Thesis: Irony detection and polarity classification in Tripadvisor user reviews

In this repository you will find several models for the classification of Trip Advisor reviews by irony and polarity, using supervised learning algorithms.

The first dataset, Sarcasm V2 [https://nlds.soe.ucsc.edu/sarcasm2], was constructed from a large-scale and highly diverse dialogue corpus of online discussion forums to classify into sarcasm (S) and non-sarcasm (NS) classes, distributed into three balanced sample subsets based on generic sarcasm (Gen), rhetorical questions (RQ), and hyperbole (Hyp)(Oraby et al., 2017).

The second dataset are 1254 reviews about Amazon productos [https://storm.cis.fordham.edu/~filatova/SarcasmCorpus.rar].

The third dataset consists of 20,490 hotel reviews extracted from TripAdvisor [https://www.kaggle.com/datasets/andrewmvd/trip-advisor-hotel-reviews/download?datasetVersionNumber=2], which contain the star rating (up to 5) given by the user (Alam et al., 2016).

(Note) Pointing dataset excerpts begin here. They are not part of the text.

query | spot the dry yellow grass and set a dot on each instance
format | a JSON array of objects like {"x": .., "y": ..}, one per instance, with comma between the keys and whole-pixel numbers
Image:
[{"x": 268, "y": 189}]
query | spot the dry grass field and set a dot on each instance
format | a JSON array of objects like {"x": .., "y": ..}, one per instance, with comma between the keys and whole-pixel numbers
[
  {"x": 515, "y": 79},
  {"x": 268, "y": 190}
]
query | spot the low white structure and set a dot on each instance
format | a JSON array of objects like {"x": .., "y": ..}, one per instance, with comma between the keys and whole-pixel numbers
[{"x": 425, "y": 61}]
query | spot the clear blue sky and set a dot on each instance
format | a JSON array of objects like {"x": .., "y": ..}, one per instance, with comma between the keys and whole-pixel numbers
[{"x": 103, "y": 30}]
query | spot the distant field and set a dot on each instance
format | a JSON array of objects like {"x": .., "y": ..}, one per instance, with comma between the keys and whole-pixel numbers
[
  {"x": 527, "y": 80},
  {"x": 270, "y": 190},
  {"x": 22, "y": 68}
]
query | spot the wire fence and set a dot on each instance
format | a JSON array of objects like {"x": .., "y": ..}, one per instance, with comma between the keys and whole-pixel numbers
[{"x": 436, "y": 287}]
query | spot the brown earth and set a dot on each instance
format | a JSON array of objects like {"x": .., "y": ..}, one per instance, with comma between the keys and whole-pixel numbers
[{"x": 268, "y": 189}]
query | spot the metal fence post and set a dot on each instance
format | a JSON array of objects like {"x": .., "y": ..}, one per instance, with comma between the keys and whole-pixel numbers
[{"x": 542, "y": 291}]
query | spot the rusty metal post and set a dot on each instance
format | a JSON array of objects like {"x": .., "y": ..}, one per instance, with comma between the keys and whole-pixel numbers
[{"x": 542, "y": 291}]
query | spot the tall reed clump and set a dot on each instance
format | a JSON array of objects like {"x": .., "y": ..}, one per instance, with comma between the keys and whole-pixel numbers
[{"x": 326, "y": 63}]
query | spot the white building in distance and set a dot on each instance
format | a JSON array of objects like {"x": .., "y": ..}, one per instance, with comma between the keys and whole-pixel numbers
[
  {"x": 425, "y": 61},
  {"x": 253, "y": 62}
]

For word representation, three GloVe word embedding models are used,

  1. with 6 billion words and 100 dimensions words: https://nlp.stanford.edu/data/glove.6B.zip
  2. with 6 billion words and 300 dimensions words: https://nlp.stanford.edu/data/glove.6B.zip
  3. with 840 billion words and 300 dimensions words: https://nlp.stanford.edu/data/glove.840B.300d.zip

Download and unzip "glove.6B.100d.txt", "glove.6B.300d.txt" from https://nlp.stanford.edu/data/glove.6B.zip, and "glove.840B.300d.txt" from https://nlp.stanford.edu/data/glove.840B.300d.zip

Packages used (Python 3.7):

  • Tensorflow 2.0
  • Scikit-learn 1.0.2
  • Pandas 1.3.5
  • Numpy 1.21.5
  • h5py 2.10.0

References:

  • Alam, M. H., Ryu, W.-J., & Lee, S. (2016). Joint multi-grain topic sentiment: Modeling semantic aspects for online reviews. Information Sciences, 339, 206-223.
  • Filatova, E. (2012). Irony and Sarcasm: Corpus Generation and Analysis Using Crowdsourcing. Lrec, 392-398.
  • Oraby, S., Harrison, V., Reed, L., Hernandez, E., Riloff, E., & Walker, M. (2017). Creating and characterizing a diverse corpus of sarcasm in dialogue. arXiv preprint arXiv:1709.05404.